What is androgenetic alopecia?
Androgenetic alopecia is the most common type of progressive hair loss. It is also known as male-pattern baldness, female-pattern baldness, or just common baldness. It affects about 50% of men over the age of 50, and about 50% of women over the age of 65.
What causes androgenetic alopecia?
Androgenetic alopecia is caused by a genetically determined sensitivity to the effects of dihydrotestosterone (DHT) in some areas of the scalp. DHT shortens the growth (anagen), phase of the hair cycle, from a usual duration of 3–6 years to just weeks or months. The hairs produced by the follicles become progressively shorter in length, smaller in diameterand lighter in color; until eventually the follicles shrink completely and stop producing hair.
Is androgenetic alopecia hereditary?
Yes, genetic susceptibility to this condition can be inherited from either or both parents.Several genes are involved, accounting for differing age of onset, progression, pattern and severity of hair loss in family members.
What does androgenetic alopecia look like?
It is characterized by receding hairline and hair loss on the top and front of the head in males. Female pattern hair loss presents with thinning hair on the mid-frontal area of the scalp, with nearly complete preservation of the frontal hairline.
What treatment options are available for male pattern hair loss?

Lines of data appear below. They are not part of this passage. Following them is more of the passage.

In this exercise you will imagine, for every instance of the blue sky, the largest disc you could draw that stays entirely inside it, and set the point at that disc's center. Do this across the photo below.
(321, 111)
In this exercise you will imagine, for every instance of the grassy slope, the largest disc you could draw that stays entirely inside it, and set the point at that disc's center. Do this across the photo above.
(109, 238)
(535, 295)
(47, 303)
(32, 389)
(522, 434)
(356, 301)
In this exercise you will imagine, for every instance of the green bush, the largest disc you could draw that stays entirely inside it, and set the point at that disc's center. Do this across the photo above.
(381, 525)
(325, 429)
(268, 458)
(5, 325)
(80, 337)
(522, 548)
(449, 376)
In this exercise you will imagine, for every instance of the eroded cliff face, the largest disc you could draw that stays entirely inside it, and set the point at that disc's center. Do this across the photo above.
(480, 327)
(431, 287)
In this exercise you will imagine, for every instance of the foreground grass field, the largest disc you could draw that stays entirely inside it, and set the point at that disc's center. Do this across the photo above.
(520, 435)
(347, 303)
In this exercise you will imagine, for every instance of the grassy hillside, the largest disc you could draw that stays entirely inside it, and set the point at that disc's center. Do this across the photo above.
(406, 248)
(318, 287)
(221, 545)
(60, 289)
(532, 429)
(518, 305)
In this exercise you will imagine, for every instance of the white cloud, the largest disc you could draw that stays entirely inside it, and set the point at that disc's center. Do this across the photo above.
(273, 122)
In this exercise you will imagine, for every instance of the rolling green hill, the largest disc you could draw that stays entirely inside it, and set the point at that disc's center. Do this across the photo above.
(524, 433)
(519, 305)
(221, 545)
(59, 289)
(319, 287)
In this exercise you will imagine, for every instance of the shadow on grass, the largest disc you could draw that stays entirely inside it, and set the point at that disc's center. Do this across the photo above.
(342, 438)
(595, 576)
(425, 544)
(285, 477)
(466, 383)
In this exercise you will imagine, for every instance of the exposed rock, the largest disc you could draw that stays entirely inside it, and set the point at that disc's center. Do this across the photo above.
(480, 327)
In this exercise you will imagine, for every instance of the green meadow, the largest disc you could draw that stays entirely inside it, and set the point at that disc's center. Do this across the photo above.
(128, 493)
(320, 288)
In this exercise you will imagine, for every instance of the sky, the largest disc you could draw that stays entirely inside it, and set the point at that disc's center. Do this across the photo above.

Current treatment options include:
- Hair transplantation
- Cosmetic camouflage-hair fiber
- Micropigmentation (tattoo) to resemble shaven scalp
- Minoxidil solution
- Finasteride tablets (type II 5-alpha-reductase inhibitor)
- Platelet rich plasma therapy
- Low level laser light
- Ketoconazole shampoo
Is hair loss just a cosmetic issue?
Hair loss can have a negative psychological impact and is associated with low self-esteem, depression, introversion, and feelings of unattractiveness.
Cover any bald patches with a hat or wig to protect to prevent sunburn and to reduce the chances of developing long-term sun damage.